Sur la ter­rasse, une araignée si petite que ses mou­ve­ments sont indé­tecta­bles. Je souf­fle dessus. Elle remue. Je la retourne, elle est morte. Son corps poudré occupe moins d’un mil­limètre sur le car­reau de faïence. Ces car­reaux recou­vrent les cinquante mètres car­rés de la ter­rasse. A ma sur­prise, un par­a­site dix fois moin­dre tra­verse en diag­o­nale le car­reau et se jette sur l’araignée. Il fouaille puis se retire. Je con­tin­ue de fix­er la sur­face et aperçois un insecte micro­scopique. En com­para­i­son, mon araignée à la taille de la ter­rasse. Cet insecte  a un corps sphérique. Plutôt qu’il ne marche, il roule. Ce ne sont plus ses mou­ve­ments qui sont indé­tecta­bles, mais sa nature toute entière. D’ailleurs, il tra­verse le car­reau de part en part comme une comète tra­verserait un plan d’e­space. Me revient alors en mémoire le ciron de Pas­cal, cette créa­ture de mes qua­torze ans dont l’habi­tat orig­i­nal sem­ble être les class­es d’é­cole.

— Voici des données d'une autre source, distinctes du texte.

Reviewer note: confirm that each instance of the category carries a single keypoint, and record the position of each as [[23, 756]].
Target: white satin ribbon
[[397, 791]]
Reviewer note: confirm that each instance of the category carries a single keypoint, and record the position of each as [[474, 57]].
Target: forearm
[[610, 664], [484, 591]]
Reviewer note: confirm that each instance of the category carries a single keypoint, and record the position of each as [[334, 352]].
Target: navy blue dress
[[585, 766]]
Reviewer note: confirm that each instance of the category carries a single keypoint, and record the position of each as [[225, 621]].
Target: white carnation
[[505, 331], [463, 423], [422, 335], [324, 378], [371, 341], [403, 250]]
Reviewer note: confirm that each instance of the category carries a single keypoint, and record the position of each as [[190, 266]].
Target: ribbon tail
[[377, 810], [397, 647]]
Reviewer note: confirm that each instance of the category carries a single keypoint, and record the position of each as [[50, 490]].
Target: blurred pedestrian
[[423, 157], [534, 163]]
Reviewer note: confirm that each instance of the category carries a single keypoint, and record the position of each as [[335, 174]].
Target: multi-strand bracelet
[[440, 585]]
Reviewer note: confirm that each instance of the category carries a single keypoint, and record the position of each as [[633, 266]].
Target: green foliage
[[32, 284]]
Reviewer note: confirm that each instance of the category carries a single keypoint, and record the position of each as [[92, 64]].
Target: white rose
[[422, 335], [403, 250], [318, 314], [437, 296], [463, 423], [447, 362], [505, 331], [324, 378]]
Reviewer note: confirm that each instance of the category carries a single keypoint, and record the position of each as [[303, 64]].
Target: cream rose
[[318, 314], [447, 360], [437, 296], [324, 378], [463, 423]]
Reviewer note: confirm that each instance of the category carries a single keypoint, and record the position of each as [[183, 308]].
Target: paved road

Se présente ensuite à mon esprit Micromé­gas et ses aven­tures dans les îles voyageuses. Puis, l’œil tou­jours rivé sur mes créa­tures de ter­rasse et leurs échelles respec­tives, je songe aux robots thérapeu­tiques des nan­otech­nolo­gies. Si tout va bien — ce qui pour­rait aus­si vouloir dire que tout va mal — ces créa­tures arti­fi­cielles et besogneuses s’emploieront à mod­i­fi­er nos corps de l’in­térieur sans que notre com­porte­ment s’en trou­ve immé­di­ate­ment altéré, et, plus cauchemardesque, sans notre con­sen­te­ment. Alors, nous nous écrierons à coup sûr: “en ce moment, moi qui pré­tend cri­ti­quer la vie des bêtes, je ne sais pas qui je suis!”